The first sob; it felt like a release of sorts; like the cork popping out of a bottle… Then the second sob built right on the tail of the first… and that one felt and sounded hollow… it echoed around in my head… my heart… my stomach…
My elbows hit the counter. When I realized I couldn’t support myself standing even leaning on the counter, I slid down the cupboards until I was sitting on the floor; elbows on my knees, face in my hands, sobbing.
It was the worst feeling. Every sob made every word that the baby had innocently said bounce around in the utter loneliness that I feel every day.
And it all started with a ‘simple’ bath time conversation.
Me and Wee; we talk about some pretty deep stuff every day; what she did at school, how she feels, what she thinks… If it was a weekend away, what she did, if there is anything I need to help her fix to make her time away better, how her time away made her feel. And then, usually once all of that is out of the way, she pulls out the big guns.
Now I’m not saying the previously mentioned stuff isn’t big for a three year old; because it is… What did you do, how did that make you feel, what could be done to make it better… that’s all big stuff.
But when this girl pulls out the big guns; watch out; duck and run friends… Cause it can get deep, FAST!
Mommy, member when daddy was mean to you.
Yeah babe. I remember.
Member when you fell in the gopher hole last year when we went for eggs.
Yeah babe, I remember.
Mommy, I want to fix that hole so you don’t fall in it again.
I want to ask daddy; but daddy won’t help me; daddy is mean to you. Can I ask Uncle Rob?
Sure you can baby.
But we don’t see Uncle Rob much; is he mean too? Doesn’t he like you?
Oh hun; that’s mommy’s fault. We’ll see him more when we move in with Pat and Em.
Oh. Well what about Auntie Dodie. Doesn’t she like you? We never see her either.
You can ALL see where this is going.

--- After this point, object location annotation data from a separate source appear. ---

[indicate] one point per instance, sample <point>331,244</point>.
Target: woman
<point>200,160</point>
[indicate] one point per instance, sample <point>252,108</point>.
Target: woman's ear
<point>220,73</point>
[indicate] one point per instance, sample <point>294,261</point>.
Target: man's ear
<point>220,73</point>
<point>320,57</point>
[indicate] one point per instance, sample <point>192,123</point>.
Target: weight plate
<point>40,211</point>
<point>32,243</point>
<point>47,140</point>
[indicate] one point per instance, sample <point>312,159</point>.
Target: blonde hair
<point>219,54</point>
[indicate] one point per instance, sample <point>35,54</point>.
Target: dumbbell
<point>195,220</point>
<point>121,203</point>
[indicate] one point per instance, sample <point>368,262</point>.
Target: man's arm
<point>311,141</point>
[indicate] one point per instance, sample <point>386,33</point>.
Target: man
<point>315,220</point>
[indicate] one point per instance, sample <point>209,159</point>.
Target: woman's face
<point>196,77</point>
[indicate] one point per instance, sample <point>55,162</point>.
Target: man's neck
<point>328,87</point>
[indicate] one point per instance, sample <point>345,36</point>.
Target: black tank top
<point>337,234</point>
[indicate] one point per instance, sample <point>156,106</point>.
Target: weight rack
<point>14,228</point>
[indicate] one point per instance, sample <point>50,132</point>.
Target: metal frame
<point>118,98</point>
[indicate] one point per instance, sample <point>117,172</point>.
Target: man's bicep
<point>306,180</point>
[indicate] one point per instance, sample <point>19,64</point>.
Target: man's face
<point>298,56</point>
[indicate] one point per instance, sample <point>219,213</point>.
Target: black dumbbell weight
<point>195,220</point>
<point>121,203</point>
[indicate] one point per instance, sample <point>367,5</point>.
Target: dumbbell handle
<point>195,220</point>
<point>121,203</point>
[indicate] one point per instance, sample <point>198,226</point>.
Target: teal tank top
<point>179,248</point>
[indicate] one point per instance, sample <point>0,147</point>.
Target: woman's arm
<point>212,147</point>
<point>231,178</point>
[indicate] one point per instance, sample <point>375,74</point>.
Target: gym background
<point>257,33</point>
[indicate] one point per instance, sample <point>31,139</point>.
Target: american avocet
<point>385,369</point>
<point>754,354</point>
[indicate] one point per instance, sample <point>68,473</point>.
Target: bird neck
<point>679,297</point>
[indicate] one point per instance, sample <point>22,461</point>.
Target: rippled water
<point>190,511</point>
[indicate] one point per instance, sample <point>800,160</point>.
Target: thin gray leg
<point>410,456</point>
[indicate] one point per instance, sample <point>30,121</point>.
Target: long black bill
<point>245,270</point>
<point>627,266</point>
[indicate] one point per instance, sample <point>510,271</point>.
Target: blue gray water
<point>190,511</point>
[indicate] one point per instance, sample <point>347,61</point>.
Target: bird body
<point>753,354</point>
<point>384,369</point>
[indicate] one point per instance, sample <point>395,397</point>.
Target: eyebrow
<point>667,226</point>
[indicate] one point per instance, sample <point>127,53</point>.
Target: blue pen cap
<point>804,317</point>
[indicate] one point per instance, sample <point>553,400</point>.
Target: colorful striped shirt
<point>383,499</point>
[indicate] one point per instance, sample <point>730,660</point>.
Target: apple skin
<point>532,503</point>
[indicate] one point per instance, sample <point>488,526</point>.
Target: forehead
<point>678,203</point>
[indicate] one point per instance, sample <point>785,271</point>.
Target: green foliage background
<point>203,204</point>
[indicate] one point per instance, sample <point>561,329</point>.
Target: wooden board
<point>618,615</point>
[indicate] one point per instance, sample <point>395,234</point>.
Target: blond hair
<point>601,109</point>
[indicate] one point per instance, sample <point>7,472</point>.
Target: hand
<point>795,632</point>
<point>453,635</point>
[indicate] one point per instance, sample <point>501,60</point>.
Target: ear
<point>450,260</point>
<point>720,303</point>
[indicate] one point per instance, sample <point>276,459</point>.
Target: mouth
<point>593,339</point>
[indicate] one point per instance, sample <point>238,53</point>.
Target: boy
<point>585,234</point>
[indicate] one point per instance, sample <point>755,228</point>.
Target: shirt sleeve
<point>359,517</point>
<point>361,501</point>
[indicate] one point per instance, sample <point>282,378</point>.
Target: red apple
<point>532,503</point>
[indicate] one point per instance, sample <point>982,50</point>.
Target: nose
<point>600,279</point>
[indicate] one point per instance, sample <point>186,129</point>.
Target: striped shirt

She is equating lack of contact with people not liking me/us.
And she’s not pulling names out of her ass…. These are all names of people that she’s met, that we used to be able to see a lot, that for one reason or another, we have just become distanced from. Yes, some of it is MY DOING… Some of it is… and I will take the blame for every ounce of that… But some of it is not.
Half a dozen names later, I try explaining to her that people change and grow… that people get busy… that priorities change in people’s lives…. that things rarely ever stay the same… I tried to explain that sometimes even good people get left behind; not because they’re any less good but just because lives change that much.
I don’t think she got it; I don’t think I got the idea through to her.
It’s okay that you’re lonely mommy; you’ll always have me and Stewie and Darwin.
Fast forward to bed time, snuggle time.
I love you mommy.
I know baby. I love you too.
Daddy loves me too mommy.
Yes baby I know.
I love my daddy.
I know baby, that’s good.
I love him better cause he got me……
Start singing a song in my head to drown out all of the reasons she loves him better. I don’t need that particular knife in my heart tonight.
Okay baby. Sleep time.
Okay mommy. Night.
Sweet dreams baby.
Sweet dreams mommy.
Fast forward to the kitchen. Sobbing.
FUCK… even my toddler knows I’m lonely… That I’m essentially alone… And thinks it’s happening because everyone hates me… Fuck.
That’s all I’ve got right now.
That, and the ocean of tears that won’t stop falling…..
At least the sobbing has stopped. Crying silently is less lonely than sobbing.